Robert Carling | 01 October 2010

The value added tax (VAT) (GST to Australians and New Zealanders) was a French invention that spread gradually to almost every corner of the globe. With remarkable consistency, nowhere has the rate of VAT ever subsequently been cut (other than as a temporary measure to counter recession), and in almost every country it has been increased from its initial level, usually more than once. Australia (so far) is one of the very few exceptions. Our GST started at 10% and recently passed its tenth anniversary with the same 10% rate and the same base.

With tax reform back on the political agenda, there are those who don't want our GST to last another 10 years, or even another five, without being increased. The Business Council of Australia (BCA), for example, wants a GST increase taken off the political taboo list at next year's tax summit so that the extra revenue can be used to cut taxes on capital and income. Others see a GST increase as the fast route to abolishing various state taxes. Their motives are honourable, but in our new political climate they are all playing with fire.

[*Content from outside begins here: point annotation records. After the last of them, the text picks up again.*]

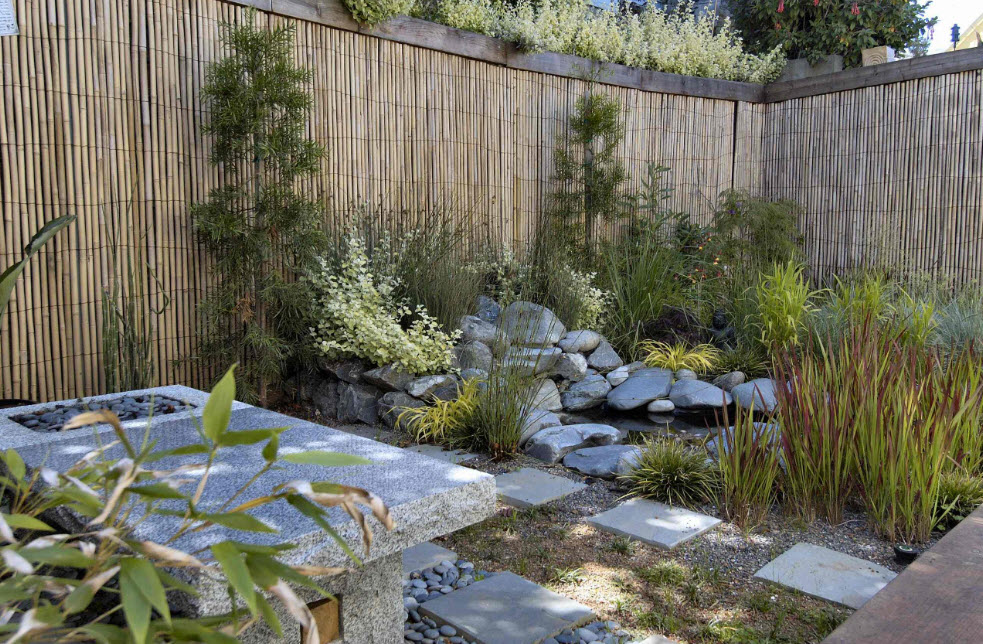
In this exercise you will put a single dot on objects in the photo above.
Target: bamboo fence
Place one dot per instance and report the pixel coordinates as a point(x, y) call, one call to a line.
point(102, 118)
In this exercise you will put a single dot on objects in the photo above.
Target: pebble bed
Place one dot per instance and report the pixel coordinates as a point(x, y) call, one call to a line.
point(445, 578)
point(126, 408)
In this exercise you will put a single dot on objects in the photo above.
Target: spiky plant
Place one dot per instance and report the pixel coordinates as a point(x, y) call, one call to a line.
point(260, 226)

The Key government in New Zealand has just engineered a neat trade-off between higher GST and lower income tax, including a lower top rate, but Australia is not New Zealand. John Key does not have an upper house to worry about. If an Australian government were to propose such a trade-off, the welfare lobby would be screaming about the 'regressive' GST and the unfairness of it all, and their screams would fall on the sympathetic ears of Greens senators. We have been there before. The GST only got through the Senate in 1999 because the offsetting income tax cuts were reshaped, and social benefits increased, to meet the Australian Democrats' definition of 'fairness.'

The Coalition is hardly likely to vote for a GST increase under any circumstances. That leaves the Greens senators in the key position. The Greens have said that they don't like the GST and they would like to swap it for higher personal and company income tax – the very opposite of the switch the BCA and, for that matter, the Henry tax review have in mind. If, despite that, they could somehow be persuaded to go along with a GST increase, the trade-off would not be pretty. Anyone who thinks the Greens would agree to increase the GST to pay for lower company tax or cuts in the upper rates of personal income tax is in cloud-cuckoo land.

Those pushing for a higher rate of GST should be careful what they wish for – they may get it, but along with a lot of other things they didn't bargain for. In the new political climate, the GST is best left alone.

Robert Carling is a senior fellow at The Centre for Independent Studies.